In a cheap shot at local area supermarkets Ryan Sager weighs in this morning about how the anti-Wal-Mart crowd is supposedly working to stop New Yorkers from getting low-priced groceries from a Wal-Mart supercenter. Once again, we find one of the retail giant’s supporters glossing over some facts about the predator that all city shoppers should be aware of.
In the first place Sager continues to remain in the dark about the importance of the ecology of this city’s neighborhoods. While he remains uninformed, however, New York’s neighborhood leaders are keenly aware of the “high cost of low prices.” This awareness was first brought home when the Alliance was successfully fighting to prevent a Pathmark shopping center from locating on Ditmars boulevard in Astoria. While we were working with the Astoria Heights Homeowners and Tenants Association and the United Concerned Citizens organization, the developer of the shopping center was putting full page ads in the local paper accusing Richard Lipsky personally of trying to block Astoria residents from having access to lower prices.
On a hot July evening, ten years ago, over 500 community members came out to denounce the shopping center. The community’s concern was that the project would erode the neighborhood’s quality of life by greatly increasing local traffic, encouraging transiency and crime and reduce the viability of the area’s local shopping centers.
Ryan, it’s the location
That shopping center was never build and it’s important to point out that the fight was never really about Pathmark (a company that Sager unfairly characterizes, along with Key Food and D’Agostino, as “flabby”). It was all about the inappropriateness of the size of that project in the location chosen by the developer.
We’ve made the same point about some of the propaganda coming from Wal-Mart’s pollsters. While the labor practices of the company and its retrograde social policies will always be a galvanizing issue, it will inevitably come down to a site fight when the company looks to build in this city.

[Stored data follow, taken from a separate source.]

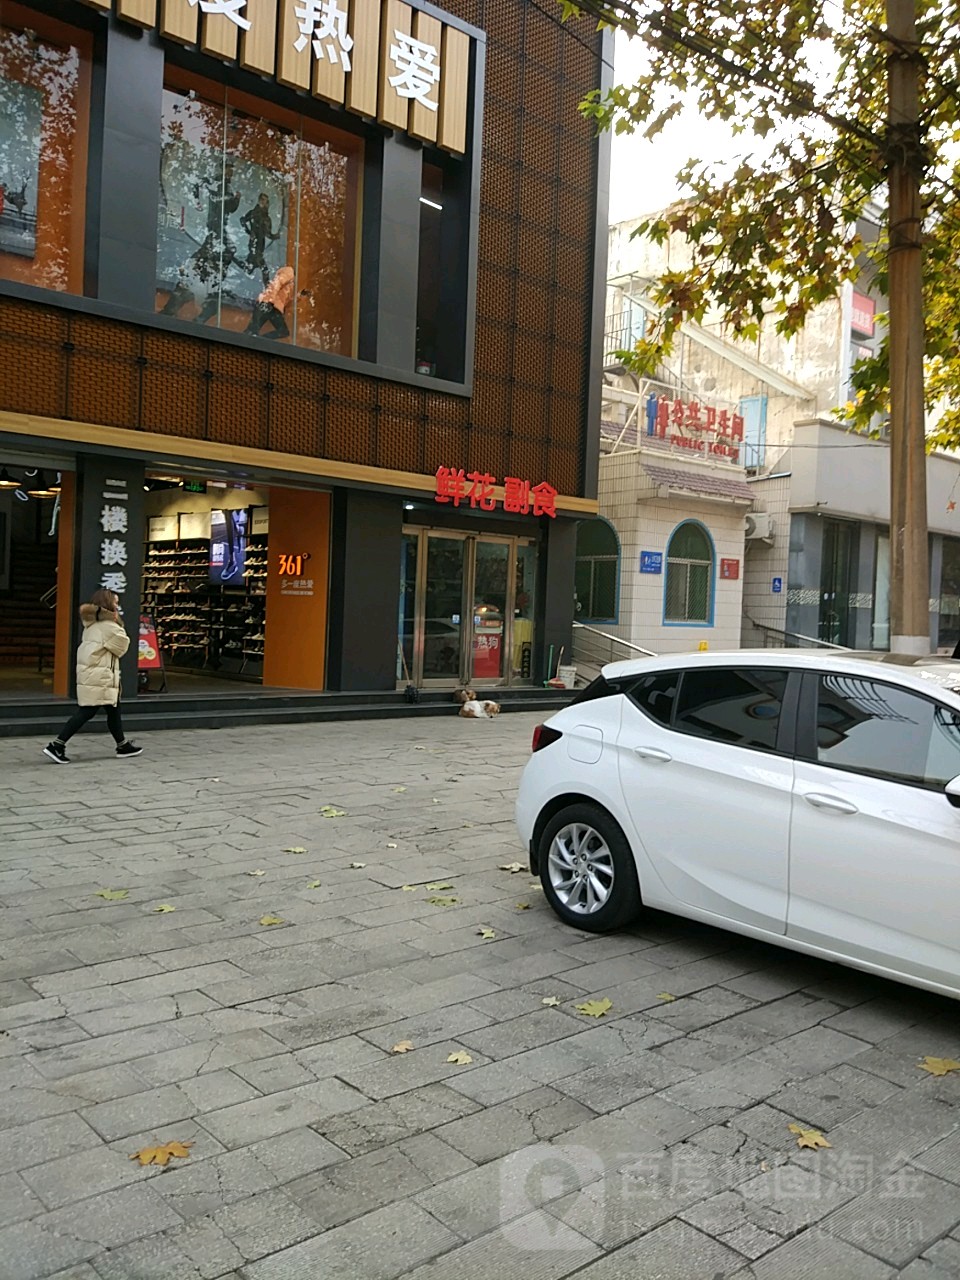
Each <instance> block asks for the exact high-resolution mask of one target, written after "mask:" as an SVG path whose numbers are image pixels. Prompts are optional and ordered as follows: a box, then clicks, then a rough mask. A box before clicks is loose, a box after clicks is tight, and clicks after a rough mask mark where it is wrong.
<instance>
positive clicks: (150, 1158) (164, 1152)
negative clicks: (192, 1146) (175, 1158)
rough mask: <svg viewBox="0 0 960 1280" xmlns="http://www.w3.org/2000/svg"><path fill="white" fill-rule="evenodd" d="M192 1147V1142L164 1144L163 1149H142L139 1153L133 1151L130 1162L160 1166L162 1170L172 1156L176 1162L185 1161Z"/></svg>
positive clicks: (148, 1147) (169, 1142) (169, 1143)
mask: <svg viewBox="0 0 960 1280" xmlns="http://www.w3.org/2000/svg"><path fill="white" fill-rule="evenodd" d="M192 1146H193V1143H192V1142H165V1143H164V1144H163V1147H143V1148H142V1149H141V1151H134V1152H133V1155H132V1156H131V1160H138V1161H140V1162H141V1165H160V1167H161V1169H163V1167H164V1166H165V1165H168V1164H169V1161H170V1157H173V1156H175V1157H177V1160H187V1157H188V1156H189V1148H191V1147H192Z"/></svg>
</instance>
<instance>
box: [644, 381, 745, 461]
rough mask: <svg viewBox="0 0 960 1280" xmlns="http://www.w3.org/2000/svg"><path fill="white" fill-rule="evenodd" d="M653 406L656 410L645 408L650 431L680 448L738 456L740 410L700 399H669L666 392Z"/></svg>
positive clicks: (741, 428)
mask: <svg viewBox="0 0 960 1280" xmlns="http://www.w3.org/2000/svg"><path fill="white" fill-rule="evenodd" d="M654 408H655V413H654V411H653V408H652V410H648V412H649V413H650V416H652V417H653V421H652V422H650V429H649V434H650V435H657V436H659V438H660V439H662V440H669V443H671V444H676V445H678V447H680V448H681V449H694V451H695V452H698V453H713V454H716V456H718V457H723V458H733V460H736V458H739V457H740V442H741V440H742V439H744V419H742V416H741V415H740V413H731V412H730V411H728V410H726V408H721V410H717V408H714V407H713V406H712V404H700V402H699V401H681V399H675V401H672V399H668V398H667V397H666V396H660V397H659V399H658V401H657V403H655V406H654ZM649 421H650V419H648V422H649ZM709 436H713V439H712V440H710V439H709Z"/></svg>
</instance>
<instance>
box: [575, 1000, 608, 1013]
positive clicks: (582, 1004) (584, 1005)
mask: <svg viewBox="0 0 960 1280" xmlns="http://www.w3.org/2000/svg"><path fill="white" fill-rule="evenodd" d="M575 1007H576V1011H577V1012H579V1014H585V1015H586V1016H588V1018H603V1015H604V1014H607V1012H609V1010H611V1009H613V1001H612V1000H608V998H607V997H605V996H604V997H603V1000H588V1001H585V1002H584V1004H582V1005H576V1006H575Z"/></svg>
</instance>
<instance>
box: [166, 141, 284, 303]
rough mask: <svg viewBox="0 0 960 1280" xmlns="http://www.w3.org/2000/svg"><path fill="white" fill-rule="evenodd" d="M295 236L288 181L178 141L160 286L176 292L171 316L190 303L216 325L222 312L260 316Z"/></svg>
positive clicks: (212, 151)
mask: <svg viewBox="0 0 960 1280" xmlns="http://www.w3.org/2000/svg"><path fill="white" fill-rule="evenodd" d="M288 228H289V207H288V192H287V186H285V183H284V180H283V177H282V175H280V174H278V173H274V172H273V170H270V169H266V168H265V166H264V165H259V164H253V163H252V161H250V160H242V159H232V157H230V156H225V157H224V156H223V154H221V152H219V151H214V150H210V148H207V147H198V146H196V145H195V143H191V142H187V141H180V140H175V141H170V142H166V143H165V145H164V147H163V152H161V159H160V207H159V215H157V283H159V284H160V288H165V289H169V291H170V303H169V305H168V307H165V308H164V310H166V311H169V314H177V312H178V311H179V307H182V306H184V305H186V303H187V302H188V301H191V302H195V303H196V306H197V307H198V308H200V311H198V315H197V319H198V320H201V323H202V320H209V319H210V317H211V316H212V315H215V312H216V310H218V306H236V307H242V308H244V310H248V311H252V308H253V303H255V302H256V300H257V294H260V293H261V292H262V291H264V289H265V288H266V285H268V284H269V283H270V280H271V279H273V278H274V275H275V274H276V271H278V270H279V269H280V268H282V266H284V265H285V257H287V238H288Z"/></svg>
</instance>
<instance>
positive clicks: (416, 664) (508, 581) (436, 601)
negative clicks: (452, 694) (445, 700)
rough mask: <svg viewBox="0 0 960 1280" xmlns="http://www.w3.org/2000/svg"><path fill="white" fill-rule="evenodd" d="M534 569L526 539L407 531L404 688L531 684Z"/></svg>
mask: <svg viewBox="0 0 960 1280" xmlns="http://www.w3.org/2000/svg"><path fill="white" fill-rule="evenodd" d="M535 568H536V548H535V545H534V543H532V541H529V540H527V539H520V538H475V536H471V535H468V534H457V532H448V531H443V532H439V531H434V530H429V529H410V530H407V532H404V535H403V550H402V558H401V593H399V628H398V637H399V644H398V650H399V652H398V658H397V667H398V669H397V681H398V684H407V681H412V682H413V684H416V685H417V686H419V687H428V689H430V687H436V689H456V687H457V686H460V685H474V686H480V687H490V686H495V685H515V684H530V682H531V680H532V640H534V596H535V591H534V589H535Z"/></svg>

Our guess is that large majorities of Staten Islanders who leave on the South Shore would, when polled, express generalized support for Wal-Mart. That generalized sentiment, however, will not translate into the same levels of support for a store there in Richmond Valley.
Labor Costs and the Price of Groceries
One other important point raised by Sager is that the correlation between labor costs and the prices of groceries. He raises a valid issue here, one that deserves the most open discussion. 60% of a supermarket’s overhead is in its labor costs so it stands to reason that if you can dramatically reduce these costs you can concomitantly lower the price of cheerios. There must be total transparency on this point. The lowering of labor costs means that workers will be paid less, and have fewer benefits at the same time they are losing the job protection and security that their union provides. In addition, and Sager should be extremely sensitive to this point, the fact that Wal-Mart is the leading promoter of corporate welfare in this country, forcing hundreds of thousands of its poorly compensated workers to access public health care benefits, means that lower grocery prices are being matched by higher health care costs and taxes for all New Yorkers.
Competition and Neighborhood Economies
Sager’s cheap shot at “flabby” local stores conceals that his notion of flab is the meat and potatoes that provide over 50,000 NYC supermarket workers with the ability to actually support a family. Even beyond this, however, is the fact that one of the flabby stores he singles out for opprobrium is Key Food, which isn’t a chain at all but a 200+ store co-op whose units are owned and run mainly by single proprietors.
These Key Food stores and the other independent supermarkets that are predominately minority-owned are the linchpin of neighborhood economies that have been resurrected by these risk-taking entrepreneurs from the devastation that affected this city thirty years ago. It is the successful revival of neighborhoods that has been a major variable in the dramatic reduction of crime in New York. People on the streets and neighbors shopping with neighbors is not some nostalgic vision but the actual description of vibrant commercial shopping areas. These strips bring more value to this city than the cheap sweatshop-produced goods that Wal-Mart imports.